This is a sample code for a plot:
TempDiff <- runif(4033, 3.0, 18) % just generate random numbers
Time2 <- seq(1,4033) % Time vector
Rand.LombScargle <- randlsp(repeats=10, TempDiff, times = Time2, from = 12, to = 36,
type = c("period"), ofac = 10, alpha = 0.01, plot = T,
trace = T, xlab="period", main = "Lomb-Scargle Periodogram")
I have also tried to find out something about the function looking into the function randlsp itself, but could not really find anything that seemed useful to me there...
getAnywhere(randlsp)
A single object matching ‘randlsp’ was found
It was found in the following places
package:lomb
namespace:lomb
with value
function (repeats = 1000, x, times = NULL, from = NULL, to = NULL,
type = c("frequency", "period"), ofac = 1, alpha = 0.01,
plot = TRUE, trace = TRUE, ...)
{
if (is.ts(x)) {
x = as.vector(x)
}
if (!is.vector(x)) {
times <- x[, 1]
x <- x[, 2]
}
if (plot == TRUE) {
op <- par(mfrow = c(2, 1))
}
realres <- lsp(x, times, from, to, type, ofac, alpha, plot = plot,
...)
realpeak <- realres$peak
pks <- NULL
if (trace == TRUE)
cat("Repeats: ")
for (i in 1:repeats) {
randx <- sample(x, length(x))
randres <- lsp(randx, times, from, to, type, ofac, alpha,
plot = F)
pks <- c(pks, randres$peak)
if (trace == TRUE) {
if (i/10 == floor(i/10))
cat(i, " ")
}
}
if (trace == TRUE)
cat("\n")
prop <- length(which(pks >= realpeak))
p.value <- prop/repeats
if (plot == TRUE) {
mx = max(c(pks, realpeak)) * 1.25
hist(pks, xlab = "Peak Amplitude", xlim = c(0, mx), main = paste("P-value: ",
p.value))
abline(v = realpeak)
par(op)
}
res = realres[-(8:9)]
res = res[-length(res)]
res$random.peaks = pks
res$repeats = repeats
res$p.value = p.value
class(res) = "randlsp"
return(invisible(res))
Any idea will be appreciated!
Best,
Christine
PS: Here an example of the plot with real data.

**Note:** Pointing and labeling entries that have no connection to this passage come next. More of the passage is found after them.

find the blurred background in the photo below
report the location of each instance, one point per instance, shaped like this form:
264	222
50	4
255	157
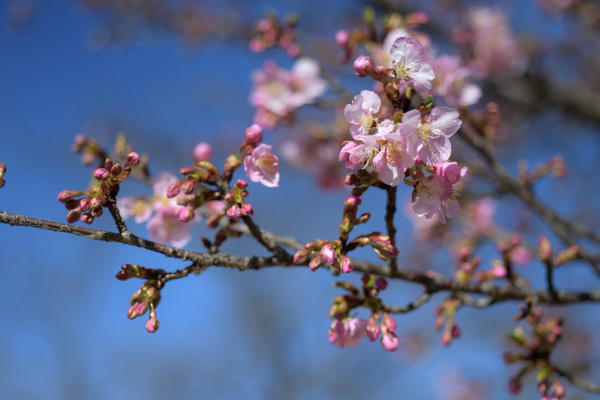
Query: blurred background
171	74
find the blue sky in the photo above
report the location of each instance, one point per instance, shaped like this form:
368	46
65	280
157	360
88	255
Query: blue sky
223	334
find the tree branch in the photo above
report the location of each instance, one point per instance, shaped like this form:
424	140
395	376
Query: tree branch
202	260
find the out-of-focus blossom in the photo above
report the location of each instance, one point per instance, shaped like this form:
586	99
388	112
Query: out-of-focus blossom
277	92
132	207
262	166
202	152
165	226
452	82
408	66
479	217
494	49
347	332
429	194
361	113
428	138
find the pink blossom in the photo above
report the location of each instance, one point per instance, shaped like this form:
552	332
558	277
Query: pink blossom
390	341
165	227
362	66
495	50
262	166
450	171
202	152
328	253
428	137
254	134
429	194
408	66
277	92
346	265
347	332
361	113
393	155
132	207
480	216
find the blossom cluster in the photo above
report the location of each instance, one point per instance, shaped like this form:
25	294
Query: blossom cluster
411	142
277	93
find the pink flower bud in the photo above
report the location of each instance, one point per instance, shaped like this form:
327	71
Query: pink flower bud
300	256
247	209
202	152
84	204
342	38
188	186
242	184
315	263
372	330
67	195
254	134
73	216
173	189
116	169
328	253
133	158
186	214
390	341
514	386
363	66
381	283
87	218
152	325
346	265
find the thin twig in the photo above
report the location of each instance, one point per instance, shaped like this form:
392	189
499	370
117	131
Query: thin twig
580	383
390	212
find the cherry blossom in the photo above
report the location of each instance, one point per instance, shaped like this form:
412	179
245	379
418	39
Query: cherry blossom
278	92
262	166
428	137
347	332
361	113
408	66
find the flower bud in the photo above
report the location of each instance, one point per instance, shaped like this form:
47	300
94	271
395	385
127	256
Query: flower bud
67	195
346	265
87	218
254	134
390	341
202	152
247	209
514	386
342	38
116	169
328	253
315	263
363	66
133	158
73	215
173	189
152	325
186	214
242	184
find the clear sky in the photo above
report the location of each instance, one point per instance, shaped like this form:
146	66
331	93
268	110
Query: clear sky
223	334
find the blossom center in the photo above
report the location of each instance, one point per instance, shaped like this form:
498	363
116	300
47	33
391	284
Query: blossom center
371	154
400	69
427	132
394	152
365	120
267	163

The key to getting ggplot graphs out of any returned object is to convert the data that you need in to some sort of data.frame. To do this, you can look at what kind of object your returned value is and see what sort of data you can immediately extract into a data.frame
str(Rand.LombScargle) # get the data type and structure of the returned value
List of 12
$ scanned : num [1:2241] 12 12 12 12 12 ...
$ power : num [1:2241] 0.759 0.645 0.498 0.341 0.198 ...
$ data : chr [1:2] "times" "x"
$ n : int 4033
$ type : chr "period"
$ ofac : num 10
$ n.out : int 2241
$ peak : num 7.25
$ peak.at : num [1:2] 24.6908 0.0405
$ random.peaks: num [1:10] 4.99 9.82 7.03 7.41 5.91 ...
$ repeats : num 10
$ p.value : num 0.3
- attr(*, "class")= chr "randlsp"
in the case of randlsp, its a list, which is usually what is returned from statistical functions. Most of this information can also be obtained from ?randlsp too.
It looks as if Rand.LombScargle$scanned and Rand.LombScargle$power contains most of what is needed for the first graph:
There is also a horizontal line on the Periodogram, but it doesn't correspond to anything that was returned by randlsp. Looking at the source code that you provided, it looks as if the Periodogram is actually generated by lsp().
LombScargle <- lsp( TempDiff, times = Time2, from = 12, to = 36,
type = c("period"), ofac = 10, alpha = 0.01, plot = F)
str(LombScargle)
List of 12
$ scanned : num [1:2241] 12 12 12 12 12 ...
$ power : num [1:2241] 0.759 0.645 0.498 0.341 0.198 ...
$ data : chr [1:2] "Time2" "TempDiff"
$ n : int 4033
$ type : chr "period"
$ ofac : num 10
$ n.out : int 2241
$ alpha : num 0.01
$ sig.level: num 10.7
$ peak : num 7.25
$ peak.at : num [1:2] 24.6908 0.0405
$ p.value : num 0.274
- attr(*, "class")= chr "lsp"
I am guessing that, based on this data, the line is indicating the significance level LombScargle$sig.level
Putting this together, we can create our data to pass to ggplot from lsp:
lomb.df <- data.frame(period=LombScargle$scanned, power=LombScargle$power)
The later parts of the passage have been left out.